It’s tough to describe the queasy, disappointed numbness I felt as sat I on the rocks, packing my gear away for the trudge home. It’s still hard to believe, even now as I write these last few passages. I’m just not used to failure on this grand of a scale. Now, if you watch very many angling TV shows, the hosts often talk up the hunt, the presentation and the fight itself as the measure of success. They’ll claim that a “self-release” is just as good and still counts, but that doesn’t work for me. I need to hold that trophy in my hands, feel its strength, the texture of its skin and watch as the light prisms across its scales. Most of all, I need to look it in the eye and say thanks, as I often do, before returning it to its home. Until that happens, I have failed…and the saga will continue.


----------



## paint it black (Nov 3, 2007)

Great write up!!!

I felt as if I was there watching it unfold!


Sure is a big change of pace from bass fishing eh? lol

I hope to get my first bone on fly as soon as I pick up my Copperhead!


----------



## deerfly (Mar 10, 2007)

jeez Jeff, what a looser, maybe you should switch your sights to something easier like permit.  ;D

Excellent story and you'll have your trophy in hand one day, just never give up. I wish I still lived in S. Miami to help you break that spell. Not as postcard pretty as the islands, but there's a lot of good bonefish opportunities around S. Biscayne Bay and Gheenoe accessible too.


----------



## Brett (Jul 16, 2008)

> epitomic


Isn't that a river on the north side of Virginia? :-?

And you laughed at my use of straight 40 lb mono from flyline to fly! 

The ones you catch are never as memorable as the ones that get away...


----------



## kbuch312 (Feb 17, 2007)

I enjoyed the write up and greatly appreciate it.
Thanks.


----------



## djorgens (Feb 9, 2010)

Allot of 'experts' have made money on describing their fishing experiences with less eloquence. Sorry to see that you went so far & came so close to acquiring your target -without success. It will make the victory all the sweeter when it finally does happen. Thanks for sharing the great pictures & story.

--Dave


----------



## mark_gardner (Mar 18, 2009)

well i was kinda wondering what happened to you :-? forgot you were heading down to paradise  nice pics you got there  i wouldnt stress over just gives you a reason to go back, looks like a nice place to visit


----------



## chrism (Jul 1, 2007)

yeah that was a fun read, great pics too! sometimes the ldr's are more satisfying anyway... at least that's what i always tell myself


----------



## phishphood (Dec 15, 2006)

Well Jeff, I really enjoyed the pics and story.

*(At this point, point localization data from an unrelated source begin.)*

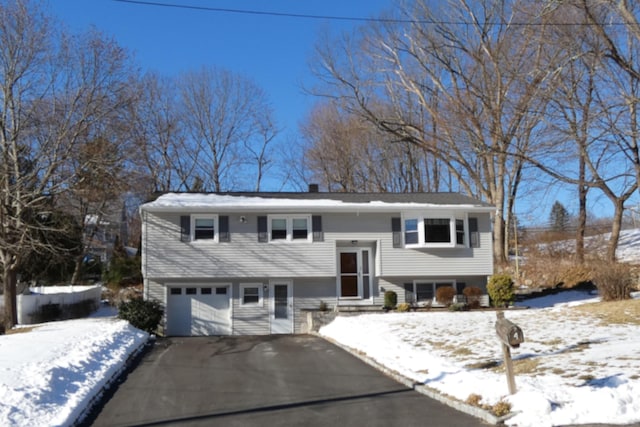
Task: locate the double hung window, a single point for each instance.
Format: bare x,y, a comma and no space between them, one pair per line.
251,293
204,227
290,228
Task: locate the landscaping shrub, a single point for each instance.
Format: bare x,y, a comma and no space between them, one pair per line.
390,300
142,314
501,408
473,294
500,289
404,307
614,281
445,294
459,306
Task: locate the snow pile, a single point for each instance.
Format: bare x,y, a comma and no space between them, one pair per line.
50,375
572,369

I had to look up a few of them big words, but it was still a great story. ;D You'll get that bone.


----------



## out-cast (Jan 27, 2009)

Big words ;D Thanks for the good read as always. Nice pics too. 4th pic looks like bone heaven.


----------



## tom_in_orl (Dec 9, 2006)

I get as much enjoyment reading about your failures as I do your success. lol Keep trying bud [smiley=thumbsup.gif]


----------



## DSampiero (Oct 18, 2009)

Well written, I had to stop reading(will finish it later) because it made me want to drive to Miami and spend a week on my old stomping grounds chasing tail...Suggestion, make or buy a mangrove industries style stripping basket, saves a ton of heartache when the line is being ripped through the guides. Also, How are you liking that Okuma SLV? I've got three and couldn't be happier with the mild price tag and seemingly excellent product.


----------



## HaMm3r (Dec 11, 2006)

> Great write up!!!
> I felt as if I was there watching it unfold!
> Sure is a big change of pace from bass fishing eh? lol
> I hope to get my first bone on fly as soon as I pick up my Copperhead!


Thanks man, I'm looking forward to seeing your new ride and hearing about your first fly-caught bone! I wish you better luck than I've had. 

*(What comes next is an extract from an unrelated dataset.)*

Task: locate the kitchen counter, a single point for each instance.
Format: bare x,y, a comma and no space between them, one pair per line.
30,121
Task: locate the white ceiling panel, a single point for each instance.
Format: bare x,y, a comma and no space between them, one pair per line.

> jeez Jeff, what a looser, maybe you should switch your sights to something easier like permit. ;D
> 
> Excellent story and you'll have your trophy in hand one day, just never give up. I wish I still lived in S. Miami to help you break that spell. Not as postcard pretty as the islands, but there's a lot of good bonefish opportunities around S. Biscayne Bay and Gheenoe accessible too.


Nothing like kicking a man when he's down, eh Eric? ;D Seriously though, I felt like giving up these past couple of days. All the planning, preperation, cost, effort and personal risk that goes into these trips just didn't seem worth it. But that's part of the reason I write, it helps, it helps me relive the good times and is great therapy for the bad. 

Also, don't misinterpret this because I appreciate the sentiment, but if I just wanted to catch a bonefish, I'd hire a guide. They're a dime a dozen in the islands. I don't mind fishing with guides, it can be great fun, but it's never the same feeling of accomplishment as doing it all on your own. I've just gotta do this myself...



> > epitomic
> 
> 
> Isn't that a river on the north side of Virginia? :-?
> ...


A river... ;D I did laugh and still think 40lb is a bit excessive.  However, to hell with the expert advice, next time I'm going with my instincts and starting with 20lb like I do for everything else. 



> I enjoyed the write up and greatly appreciate it.
> Thanks.


You're welcome, and thank you. 



> Allot of 'experts' have made money on describing their fishing experiences with less eloquence. Sorry to see that you went so far & came so close to acquiring your target -without success. It will make the victory all the sweeter when it finally does happen. Thanks for sharing the great pictures & story.
> 
> --Dave


Appreciate the compliments and the sympathy. ;D I've never made a dime writing any of these stories, but I've made a lot of friends, which is probably worth a whole lot more... 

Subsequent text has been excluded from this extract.